Wir sind uns einig, solche Treffen müssen wir wiederholen! Und das waren ja nur 15 von 100 ZRG-R Fahrerinnen und Fahrern! Lasst uns alle diesen Spirit in unsere Teams tragen und alle mitreißen! Die Erkenntnis, dass virtueller Sport tragfähige Freundschaften hervorbringen kann, ist schon etwas sehr Schönes.

Vor diesem Hintergrund blicke ich nun voller Vorfreude auf die neue Saison in der WTRL und darauf, über die Rennen in der WattFabrik berichten zu können!
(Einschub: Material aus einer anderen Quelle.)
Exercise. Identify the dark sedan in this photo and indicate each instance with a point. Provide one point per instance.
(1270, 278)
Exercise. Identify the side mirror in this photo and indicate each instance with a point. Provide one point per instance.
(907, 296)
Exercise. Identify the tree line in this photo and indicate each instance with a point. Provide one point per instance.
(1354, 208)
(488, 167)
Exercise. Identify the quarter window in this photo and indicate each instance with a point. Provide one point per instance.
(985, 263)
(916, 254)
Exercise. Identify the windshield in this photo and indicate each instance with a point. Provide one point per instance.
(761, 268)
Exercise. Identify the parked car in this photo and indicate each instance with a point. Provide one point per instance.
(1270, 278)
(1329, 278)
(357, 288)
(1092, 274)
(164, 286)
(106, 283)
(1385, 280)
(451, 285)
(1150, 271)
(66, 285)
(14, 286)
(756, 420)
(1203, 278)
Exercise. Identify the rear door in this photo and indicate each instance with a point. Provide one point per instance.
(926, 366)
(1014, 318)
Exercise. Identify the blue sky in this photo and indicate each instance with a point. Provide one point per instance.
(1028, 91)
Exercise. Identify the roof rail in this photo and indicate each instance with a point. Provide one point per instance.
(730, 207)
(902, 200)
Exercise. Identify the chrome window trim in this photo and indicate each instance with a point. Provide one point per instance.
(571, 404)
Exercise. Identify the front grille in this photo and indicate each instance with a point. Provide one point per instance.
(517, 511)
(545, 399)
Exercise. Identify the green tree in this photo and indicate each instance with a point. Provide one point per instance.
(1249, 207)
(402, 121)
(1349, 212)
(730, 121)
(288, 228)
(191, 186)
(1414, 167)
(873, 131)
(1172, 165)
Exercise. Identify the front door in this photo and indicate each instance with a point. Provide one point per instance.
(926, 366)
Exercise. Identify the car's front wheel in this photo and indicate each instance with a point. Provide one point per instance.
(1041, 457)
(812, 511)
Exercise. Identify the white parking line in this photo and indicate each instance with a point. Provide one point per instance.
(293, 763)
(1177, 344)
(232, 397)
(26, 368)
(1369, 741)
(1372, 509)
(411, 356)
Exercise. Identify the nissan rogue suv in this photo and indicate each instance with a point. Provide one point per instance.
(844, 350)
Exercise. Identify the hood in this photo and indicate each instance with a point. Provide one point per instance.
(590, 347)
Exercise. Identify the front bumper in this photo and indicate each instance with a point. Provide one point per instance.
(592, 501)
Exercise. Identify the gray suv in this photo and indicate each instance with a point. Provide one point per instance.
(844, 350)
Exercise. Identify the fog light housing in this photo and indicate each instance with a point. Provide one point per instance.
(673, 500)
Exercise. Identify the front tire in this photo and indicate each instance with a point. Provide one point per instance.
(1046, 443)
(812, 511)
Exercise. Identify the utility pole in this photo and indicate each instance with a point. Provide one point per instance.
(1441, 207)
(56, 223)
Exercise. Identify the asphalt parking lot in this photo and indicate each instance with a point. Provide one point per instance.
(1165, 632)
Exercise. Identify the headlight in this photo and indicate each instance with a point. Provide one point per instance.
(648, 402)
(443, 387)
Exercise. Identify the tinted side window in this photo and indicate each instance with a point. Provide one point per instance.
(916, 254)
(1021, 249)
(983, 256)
Jede und jeder, die oder der bei ZRG-R mitfährt, sei er schon ein alter Hase, oder ein Neuling, jede und jeder wird in den Genuss dieses außergewöhnlichen Zusammenhalts kommen.

 

 

Carsten Wiepking

Über den Autor Carsten Wiepking

Seit 2010 als Radsportler aktiv, seit 2012 beim RSC Papenburg. Rennerfahrungen wurden seither jährlich bei den Cyclassics in Hamburg gesammelt oder bei Rund um Köln. Größter persönlicher Erfolg ist ein privater Radmarathon, bei dem 2014 an einem Tag in einer Solotour 386km gefahren wurden, um einen Familienrekord des Vaters zu brechen (der allerdings nicht mehr Bestand hat, da muss er noch mal ran und 410km fahren). Seit Sommer 2020 auf Zwift aktiv und von da an sofort Feuer und Flamme für das Online Racing. Platz 2 bei der Falling Leaves Tour im Herbst 2020 und Platz 1 bei der ZRG-CC Series 2021, jeweils in Kategorie C. Seit Februar 2021 Mitglied der ZRG-R Renngemeinschaft und dort in der WTRL Saison #3 aktiv. Durch eine Verletzung zum Zuschauen gezwungen hat er gemeinsam mit Roman „Edelhelfer“ dann im März 2021 die Wattfabrik auf YouTube gegründet und dort seine zweite Leidenschaft im e-Cycling Betrieb gefunden: als Moderator und Motivator Rennen der ZRG Teams kommentieren!